Thursday, September 17, 2009

Always good to see the national literature debated in the national papers. Pity these debates always take place within such narrow parameters. In this instance, the reactionary Barbara Kay lobbing softballs at novelist-first writers like Steven Galloway. At issue, lyricism versus narrative – again.

Kay’s provocation is hardly worth repeating, though I can assure you, unlike Kay with Lisa Moore’s February, I have read her articles and “have no apologies.” Galloway’s argument, on the other hand, provides the usual B+ response, setting in motion his own blindered outlook.

Where I take issue with Galloway is not his connoisseurial take on what is “neither a novel nor literature,” but his denial of new forms (radio, film, television, internet...) and their influence not only on the literature but as literature – a position typical of a novelist-first writer.

I have read novels (let’s call them fictions, too) “ripped from the headlines” (American Tabloid), just as I have read them as "sitcoms" (Pride and Prejudice), "action movies" (Heinlein’s Starship Soldiers begat Starship Troopers), and, sooner than later, tweets.

Because Galloway has reminded us that “[o]urs is not a homogenous literature,” I would hope that he might prove that to us one day by acknowledging this country’s post-genre, post-medium literary tradition. Until then, and in his words, “literature ceases to exist.”


  1. MT: I think that was what pissed me off about Galloway's (lack of) gall: wants to barricade lit (wants it to be literature) behind a stack of overdue library books. Introspective & boring, instead of expanding the parameters. - CB

  2. Oh yawnation.

    Much more alarming is that either piffle could be considered to constitute debate.
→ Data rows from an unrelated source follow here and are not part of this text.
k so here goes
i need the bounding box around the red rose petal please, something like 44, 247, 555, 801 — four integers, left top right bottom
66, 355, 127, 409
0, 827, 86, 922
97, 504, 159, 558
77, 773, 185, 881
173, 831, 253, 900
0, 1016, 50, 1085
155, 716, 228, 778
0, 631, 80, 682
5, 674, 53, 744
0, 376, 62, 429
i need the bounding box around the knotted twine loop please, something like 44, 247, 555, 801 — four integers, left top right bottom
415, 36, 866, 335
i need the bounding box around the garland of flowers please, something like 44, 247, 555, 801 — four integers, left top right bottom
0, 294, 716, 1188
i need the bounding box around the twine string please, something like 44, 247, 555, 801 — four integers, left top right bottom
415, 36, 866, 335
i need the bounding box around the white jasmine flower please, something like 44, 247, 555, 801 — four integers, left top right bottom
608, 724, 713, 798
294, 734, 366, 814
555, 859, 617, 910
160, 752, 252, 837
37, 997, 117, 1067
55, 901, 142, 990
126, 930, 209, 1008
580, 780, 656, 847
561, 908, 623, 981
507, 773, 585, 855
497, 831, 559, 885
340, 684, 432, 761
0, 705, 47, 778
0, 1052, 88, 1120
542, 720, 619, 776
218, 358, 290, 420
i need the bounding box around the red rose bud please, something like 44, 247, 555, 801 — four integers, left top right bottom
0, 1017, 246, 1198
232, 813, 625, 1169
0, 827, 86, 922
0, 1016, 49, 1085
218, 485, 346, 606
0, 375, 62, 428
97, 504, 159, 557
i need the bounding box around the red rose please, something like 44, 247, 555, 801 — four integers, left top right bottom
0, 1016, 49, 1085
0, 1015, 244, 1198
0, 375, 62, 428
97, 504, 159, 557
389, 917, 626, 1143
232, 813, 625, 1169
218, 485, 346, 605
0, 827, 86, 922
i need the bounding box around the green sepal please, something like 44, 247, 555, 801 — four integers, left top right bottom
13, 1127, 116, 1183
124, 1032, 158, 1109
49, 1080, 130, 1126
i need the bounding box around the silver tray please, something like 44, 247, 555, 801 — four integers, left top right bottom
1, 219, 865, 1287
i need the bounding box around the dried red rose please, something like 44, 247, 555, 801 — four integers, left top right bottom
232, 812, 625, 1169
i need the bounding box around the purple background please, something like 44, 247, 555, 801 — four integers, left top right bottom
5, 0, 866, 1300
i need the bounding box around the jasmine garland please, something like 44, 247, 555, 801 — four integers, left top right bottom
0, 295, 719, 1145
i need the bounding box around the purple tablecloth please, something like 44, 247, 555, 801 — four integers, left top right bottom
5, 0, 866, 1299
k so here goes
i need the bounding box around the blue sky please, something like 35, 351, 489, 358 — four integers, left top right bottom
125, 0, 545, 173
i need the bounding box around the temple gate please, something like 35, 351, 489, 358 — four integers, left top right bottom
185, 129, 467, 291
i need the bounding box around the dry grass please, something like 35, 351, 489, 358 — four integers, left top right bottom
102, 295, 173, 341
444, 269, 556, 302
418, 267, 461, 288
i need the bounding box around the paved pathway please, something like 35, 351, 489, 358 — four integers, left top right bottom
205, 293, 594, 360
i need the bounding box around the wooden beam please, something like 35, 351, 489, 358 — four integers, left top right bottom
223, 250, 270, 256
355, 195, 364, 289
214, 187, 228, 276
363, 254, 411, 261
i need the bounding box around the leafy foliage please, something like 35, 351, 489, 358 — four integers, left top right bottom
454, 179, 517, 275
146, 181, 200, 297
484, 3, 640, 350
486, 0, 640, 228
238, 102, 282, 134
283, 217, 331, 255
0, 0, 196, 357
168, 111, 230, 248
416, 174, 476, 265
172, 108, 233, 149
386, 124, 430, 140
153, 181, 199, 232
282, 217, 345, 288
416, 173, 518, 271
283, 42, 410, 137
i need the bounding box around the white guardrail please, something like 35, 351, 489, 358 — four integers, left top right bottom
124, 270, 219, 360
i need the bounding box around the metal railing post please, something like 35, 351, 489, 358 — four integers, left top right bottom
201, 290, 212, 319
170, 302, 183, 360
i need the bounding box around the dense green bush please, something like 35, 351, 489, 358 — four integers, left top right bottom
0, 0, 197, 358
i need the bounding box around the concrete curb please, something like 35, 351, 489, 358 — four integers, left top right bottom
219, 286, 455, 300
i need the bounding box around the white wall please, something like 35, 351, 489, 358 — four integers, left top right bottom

The applied ramblings of Marge and Homer on any Tues @ 5 would be more compelling.

    Marc Cote had a much more interesting essay, which swiftly disappeared behind a subscriber key on the Globe before anyone could read it.

    Since when was what a novel's "about" an indication of anything.

    He may as well be invoking the Easter Bunny as artillery.

    More productive to discuss literature with a lamp post at this rate.